Kate’s chin went up.

“Or I could take a Green Line bus,” she reflected. “That would actually drop me nearer to the cottage.”

“Kate, look here! You’ve already had two peculiar accidents through inquisitiveness, and I don’t like it. If there’s anything wrong it’s nothing to do with us. So let’s drop it and carry on as we were.”

Kate’s forced calmness deserted her.

“How can anything ever be the same again?” she flared. “Every time I see a little girl in a white dress I’ll think of Francesca and how I let her down. All my life this will go on, and it’s no use your saying: ‘Nonsense, you’ll forget!’ because I won’t. I’ve got to find her, William. She may be ill. She may be dead. At the very least she may be unhappy and bewildered and frightened. If ever I’m to have peace of mind again I’ve got to find her.”

William looked at her for a long time.

“And so you propose looking for her in the depths of Sussex.”

“Not for her. For a clue.”

William shrugged fatalistically, and started the engine.

“All right, which road do we take?”

“The Kingston by-pass. Darling, you are sweet.”

“Save your honeyed words for Miss Squires.”

Kate snuggled against him. “What’s your editorial on?”

“The state of the roads.”

“How perfectly splendid. You can get some local colour this afternoon. So it needn’t be entirely wasted for you, after all.”

“My dearest angel,” said William, with detached vehemence, “in a very short time I am going to take to beating you.”

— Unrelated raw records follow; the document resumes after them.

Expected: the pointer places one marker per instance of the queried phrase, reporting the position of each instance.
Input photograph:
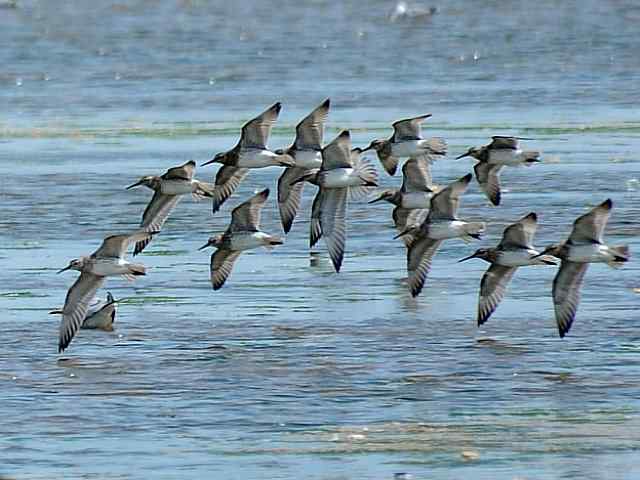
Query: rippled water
(291, 370)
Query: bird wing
(566, 293)
(444, 204)
(116, 245)
(488, 176)
(75, 306)
(416, 175)
(408, 128)
(183, 172)
(589, 227)
(255, 133)
(227, 180)
(333, 212)
(499, 142)
(222, 261)
(246, 216)
(520, 234)
(154, 216)
(338, 153)
(492, 289)
(419, 257)
(289, 195)
(309, 131)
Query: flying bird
(514, 250)
(306, 152)
(407, 141)
(250, 152)
(168, 190)
(501, 152)
(107, 261)
(441, 224)
(242, 234)
(584, 246)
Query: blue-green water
(292, 371)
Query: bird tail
(137, 269)
(473, 231)
(531, 157)
(438, 146)
(620, 255)
(203, 189)
(272, 241)
(367, 172)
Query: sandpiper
(100, 315)
(306, 152)
(413, 198)
(407, 141)
(250, 152)
(441, 223)
(501, 152)
(242, 234)
(514, 250)
(343, 174)
(169, 189)
(108, 260)
(584, 246)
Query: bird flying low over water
(101, 314)
(441, 224)
(168, 190)
(107, 261)
(343, 174)
(413, 198)
(584, 246)
(250, 152)
(306, 152)
(242, 234)
(515, 250)
(407, 141)
(501, 152)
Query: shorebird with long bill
(251, 151)
(584, 246)
(514, 250)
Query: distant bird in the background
(169, 189)
(441, 224)
(242, 234)
(108, 260)
(343, 174)
(515, 250)
(413, 198)
(407, 141)
(501, 152)
(101, 314)
(584, 246)
(306, 152)
(250, 152)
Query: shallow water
(291, 370)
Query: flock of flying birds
(425, 214)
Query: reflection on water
(291, 370)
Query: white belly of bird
(106, 267)
(308, 159)
(415, 200)
(176, 187)
(255, 158)
(442, 230)
(406, 148)
(518, 258)
(594, 253)
(341, 178)
(248, 240)
(506, 156)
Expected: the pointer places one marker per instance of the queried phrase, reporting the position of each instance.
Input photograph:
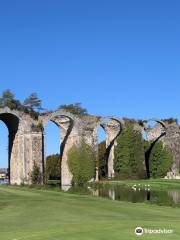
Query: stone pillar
(69, 137)
(113, 129)
(26, 149)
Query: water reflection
(138, 194)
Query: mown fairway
(33, 214)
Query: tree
(33, 103)
(160, 161)
(52, 170)
(129, 154)
(35, 174)
(101, 160)
(81, 161)
(8, 100)
(74, 108)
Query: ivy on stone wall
(129, 154)
(160, 161)
(82, 162)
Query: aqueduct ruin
(26, 140)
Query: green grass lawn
(32, 214)
(159, 184)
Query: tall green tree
(52, 169)
(160, 161)
(101, 160)
(129, 154)
(74, 108)
(8, 100)
(32, 103)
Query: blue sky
(115, 57)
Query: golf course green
(35, 214)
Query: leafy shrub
(36, 176)
(101, 160)
(129, 154)
(81, 161)
(160, 161)
(52, 170)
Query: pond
(131, 194)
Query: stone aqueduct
(26, 140)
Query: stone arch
(156, 139)
(66, 122)
(113, 128)
(12, 123)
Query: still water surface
(131, 194)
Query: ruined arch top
(28, 144)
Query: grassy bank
(157, 184)
(32, 214)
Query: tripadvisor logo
(139, 231)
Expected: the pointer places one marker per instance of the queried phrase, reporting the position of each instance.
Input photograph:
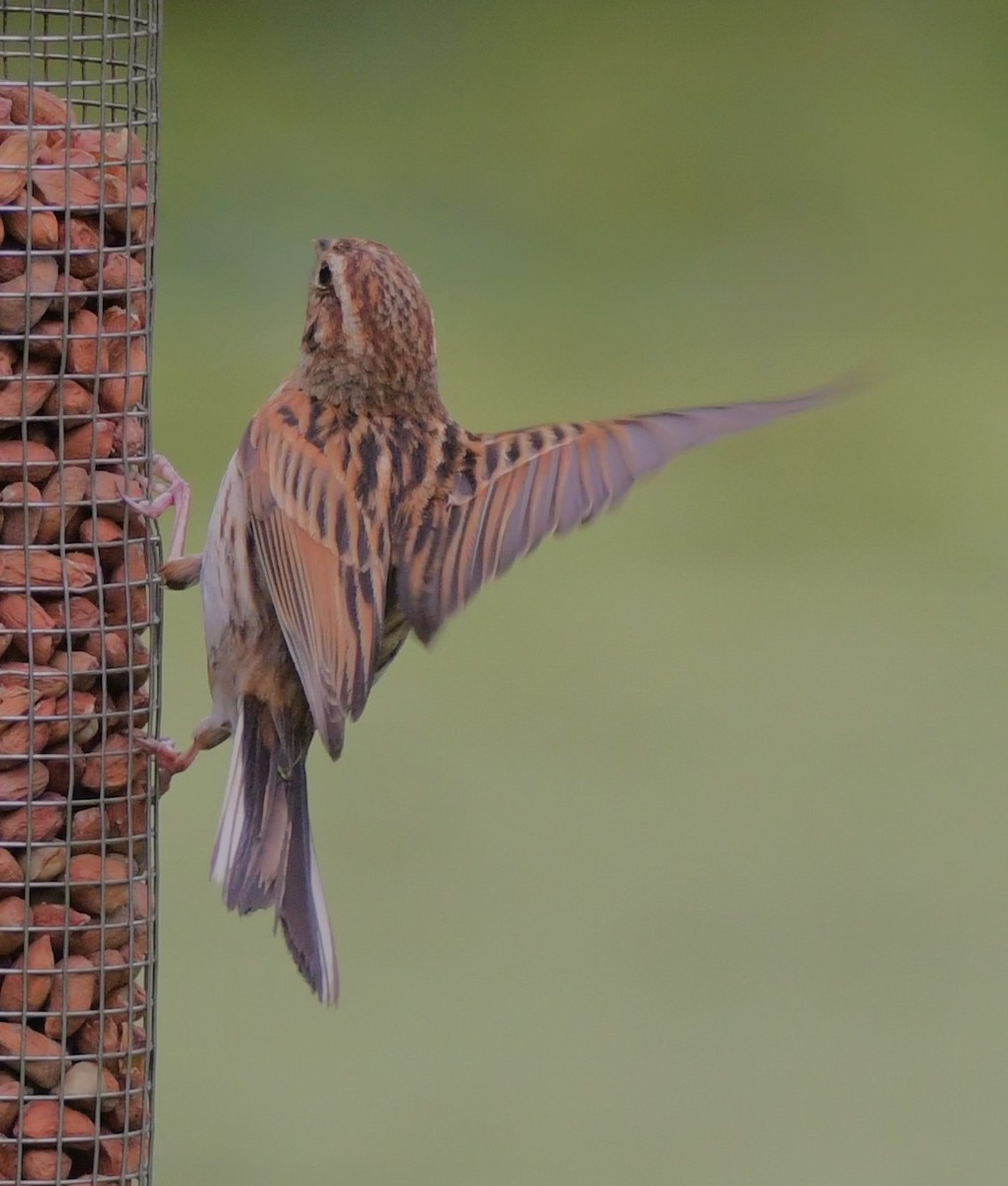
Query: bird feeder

Beneath her facetiousness, Kate was very glad that William had come. This was her first day out since her accident, and she was ridiculously nervous. She didn’t think she could have gone anywhere alone, without all the time looking over her shoulder to see whether the Chinese-faced man had suddenly appeared, like a rabbit out of a magician’s hat. If she had travelled on a bus she would have seen him two seats behind her, or he would have been the ticket collector, and as for a train, it was inevitable that he would have been strolling up and down the corridor, never looking at her directly, but always conscious of her.

But he would not be likely to follow William, who was a fast driver, into the heart of Sussex. She relaxed, almost contentedly, and thought of the long talk she would have with Miss Squires in the privacy of her country cottage. With no eavesdropper, Miss Squires would tell her all she knew. For what point now was there in concealing anything?

At first it didn’t seem as if anyone were home. The cottage stood behind a high yew hedge which, when Kate had passed through the gate, concealed the car. She had refused to allow William to come with her, fearing that in front of him Miss Squires might refuse to talk. But now, as she stood on the doorstep, she was tempted to call to him. It was growing dark, and the trees and bushes rustled with the country wind. Also, it was strange that although no lights showed Kate had the uncanny, prickly feeling that someone was peeping at her through the blank windows.

She rang the bell again, then rapped.

At last a sound, oddly cautious, came from within. It was almost as if Miss Squires were tiptoeing to the door. Goodness, if she were as nervous as that she shouldn’t live alone in the country.

The door opened a little, then wider, as Miss Squires realized who her caller was.

“Kate!” she exclaimed.

“Hullo, can I come in? I want to talk to you.”

Miss Squires backed a step away down the dark hall. Oddly, even now, she had not put a light on. Kate realized that she was hugging her black-and-white cat, Tom, who struggled in her arms.